Sean Swale/Human Thrombin Inhibitor

Reasons to develop another Thrombin Inhibitor

Thrombin is a serine protease that cleaves fibrinogen to allow fibrin to form stringy networks that trap red blood cells to form clots. Thrombin is a serine protease because it cleaves fibrinogen with its serine residue. Thrombin when made by the body is tethered to blood vessels so that it cannot cause clots throughout the body causing strokes and heart attacks. Additionally, thrombin is only activated for a few seconds to limit the clotted area to the injured area^[1]. However, when fibrin has accumulated at an injury site, sometimes it will break away and occlude a blood vessel which can cause stroke or heart attack. In order to prevent venous thrombosis, blood clots, after surgery or during dialysis when blood is in contact with artificial devices, Heparin is normally administered. Unfortunately Heparin is neutralized by plasma proteins in the blood, is less efficient for the inhibition of clot bound thrombin, and can trigger an enormous immune response. Antithrombotic drugs like Hirudin will be given if Heparin is not able to be tolerated or if the person receives regular dialysis. Hirudin administration require large doses to maintain proper inhibition of Thrombin which heavily taxes the body. Chemists have been working on designer drugs to increase selectivity and potency. One compound which has shown great selectivity and potency in vitro is inhibitor 65.^[2]

Phe-Pro-p-amidinobenzylamine

An early experiment to find a better thrombin inhibitor yielded a structure that was able to bond to the P1 and P2 sites of Thrombin effectively. In 1996 Lilly research laboratories created D-Phe-Pro-p-amidinobenzylamine by making improvements on the previous structure D-Phe-Pro-Agmatine. The new compound they created bonded to thrombin 130x more than it did to trypsin (also a serine protease), and it was highly selective of thrombin over fibrinolytic enzymes which break down fibrin clots. The inhibitor bound with Thrombin at rates 26,000x greater than with plasmin,^[3], 170,000x greater than with t-Pa, and 400,000x greater than with urokinase.

Its selectivity was gained by binding its nitrogens on the benzamidine group by hydrogen bonding to Asp 189, and by fitting its benzamidine benzene into a hydrophobic pocket with Ser 214-Glu 217 and Asp 189-Glu 192 on the other side. The proline residue is in another hydrophobic pocket made up of His 57, Tyr 60A, Leu 99, and Trp 60D. The rest of this structure is unimportant on review of inhibitor 65 because only the amidinobenzylamine which occupies R1 and the proline which occupies the R2 sit are the same residues on inhibitor 65.^[4]

P3 and P4 of Inhibitor 65

Inhibitor 65 additionally has a P4 sulfonyl group with a methoxy group at the end of the residue. It sits in tight VanderWaals structure with the surrounding residues Leu 99, Tyr 60A, Arg 97, Glu 97, and Asn 98.Additionally, the chlorine points to the carbonyl oxygen of Asn 98 and there is a weak Cl-π bond with Trp 215. For the P3 residue, there the backbone of asparagine forms and anti parallel beta sheet with Gly 216. The alkylated asparagine’s NH binds to water which then connects to Glu 192, and the NH of Gly 219 and Gly 216.

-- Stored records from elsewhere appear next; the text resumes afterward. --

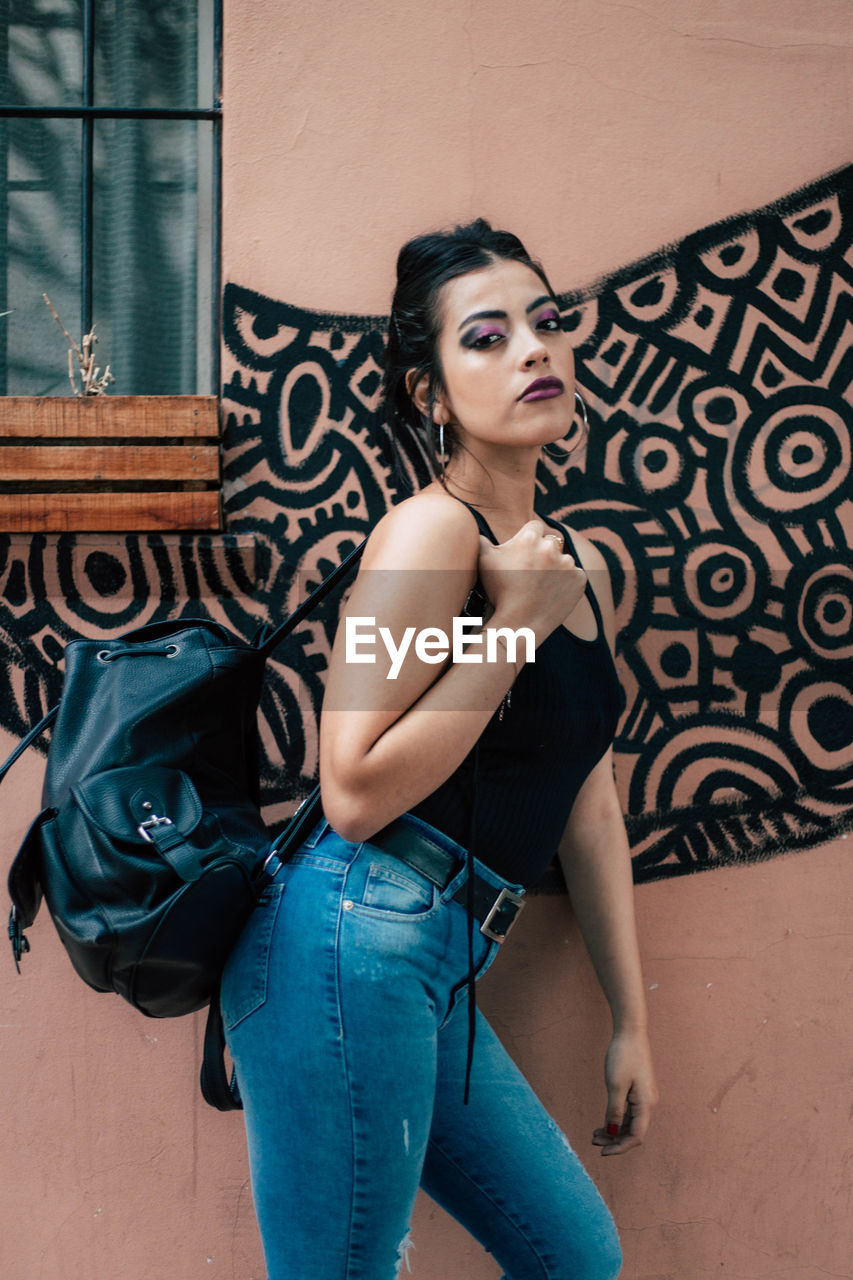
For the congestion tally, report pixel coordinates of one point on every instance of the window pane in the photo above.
(154, 53)
(41, 53)
(44, 211)
(153, 255)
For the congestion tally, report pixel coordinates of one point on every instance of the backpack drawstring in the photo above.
(469, 906)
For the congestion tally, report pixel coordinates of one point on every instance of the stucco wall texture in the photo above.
(598, 132)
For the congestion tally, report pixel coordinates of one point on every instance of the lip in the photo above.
(543, 388)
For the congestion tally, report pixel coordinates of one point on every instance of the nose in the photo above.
(534, 351)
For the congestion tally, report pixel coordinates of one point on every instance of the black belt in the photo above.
(495, 909)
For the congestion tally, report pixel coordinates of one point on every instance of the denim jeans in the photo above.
(346, 1015)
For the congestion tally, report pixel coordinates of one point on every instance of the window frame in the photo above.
(87, 113)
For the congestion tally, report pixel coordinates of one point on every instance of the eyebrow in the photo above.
(502, 315)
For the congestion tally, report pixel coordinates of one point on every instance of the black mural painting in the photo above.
(715, 478)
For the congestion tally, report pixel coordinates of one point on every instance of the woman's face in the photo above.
(507, 366)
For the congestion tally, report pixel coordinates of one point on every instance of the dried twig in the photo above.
(92, 380)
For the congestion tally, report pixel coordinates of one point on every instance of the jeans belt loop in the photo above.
(496, 909)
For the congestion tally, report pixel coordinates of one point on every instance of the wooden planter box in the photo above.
(129, 464)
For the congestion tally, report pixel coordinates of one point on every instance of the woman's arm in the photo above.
(596, 860)
(387, 744)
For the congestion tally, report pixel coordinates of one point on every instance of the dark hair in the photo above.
(424, 265)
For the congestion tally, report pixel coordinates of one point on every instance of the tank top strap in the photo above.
(589, 593)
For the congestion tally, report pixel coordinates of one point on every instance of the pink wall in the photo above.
(600, 133)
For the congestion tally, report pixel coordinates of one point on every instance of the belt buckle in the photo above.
(491, 926)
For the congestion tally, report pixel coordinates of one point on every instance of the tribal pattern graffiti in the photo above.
(715, 478)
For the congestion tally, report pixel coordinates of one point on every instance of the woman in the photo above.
(364, 1066)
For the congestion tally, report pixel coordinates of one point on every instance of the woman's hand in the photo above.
(529, 580)
(632, 1093)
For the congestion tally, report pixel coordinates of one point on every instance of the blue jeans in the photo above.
(346, 1015)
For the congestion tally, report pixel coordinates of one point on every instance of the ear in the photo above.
(418, 388)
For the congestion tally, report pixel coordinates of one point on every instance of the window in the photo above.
(109, 192)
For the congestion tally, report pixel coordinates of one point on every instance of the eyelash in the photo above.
(482, 342)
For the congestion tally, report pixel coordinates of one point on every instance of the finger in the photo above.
(615, 1146)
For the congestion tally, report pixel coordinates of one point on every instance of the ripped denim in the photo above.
(346, 1016)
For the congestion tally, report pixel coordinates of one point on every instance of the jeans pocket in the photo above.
(245, 979)
(392, 891)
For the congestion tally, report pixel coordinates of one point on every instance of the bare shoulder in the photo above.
(428, 530)
(598, 575)
(588, 553)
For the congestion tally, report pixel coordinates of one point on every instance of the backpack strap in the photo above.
(30, 739)
(265, 641)
(217, 1089)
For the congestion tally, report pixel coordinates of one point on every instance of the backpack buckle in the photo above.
(150, 824)
(19, 944)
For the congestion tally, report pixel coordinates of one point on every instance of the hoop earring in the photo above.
(441, 448)
(564, 453)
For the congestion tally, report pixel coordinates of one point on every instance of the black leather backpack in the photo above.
(150, 849)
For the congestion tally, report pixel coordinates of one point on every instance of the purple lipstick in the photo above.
(543, 388)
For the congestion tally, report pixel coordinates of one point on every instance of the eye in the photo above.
(479, 339)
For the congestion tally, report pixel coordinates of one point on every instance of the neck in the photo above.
(501, 485)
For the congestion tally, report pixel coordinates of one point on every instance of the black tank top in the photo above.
(536, 753)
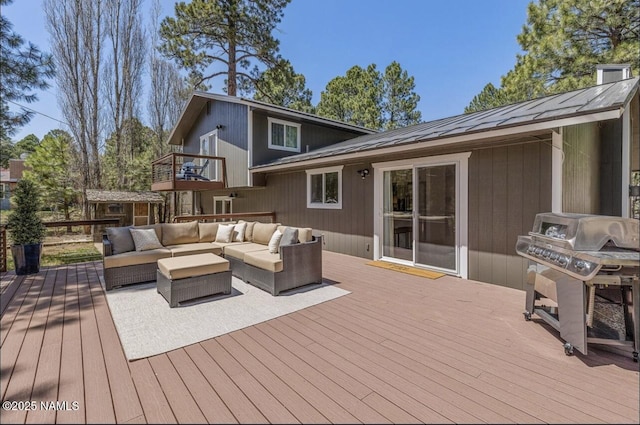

a) Stereo view of the complete inhibitor structure provided with its electron density in the active site of thrombin. Thrombin is shown with its solvent- accessible surface. b) The P4 sulfonyl residue is located in the aryl binding pocket. The chlorine atom points to the carbonyl oxygen of Asn 98 and accommodates a position above the indole moiety of Trp 215. The methoxy group perfectly fills the upper niche of the S3/4 pocket. c) The P3 side chain is directed into the solvent, where its amide NH binds via a bridging water molecule to Glu 192, Gly 216 and Gly 219.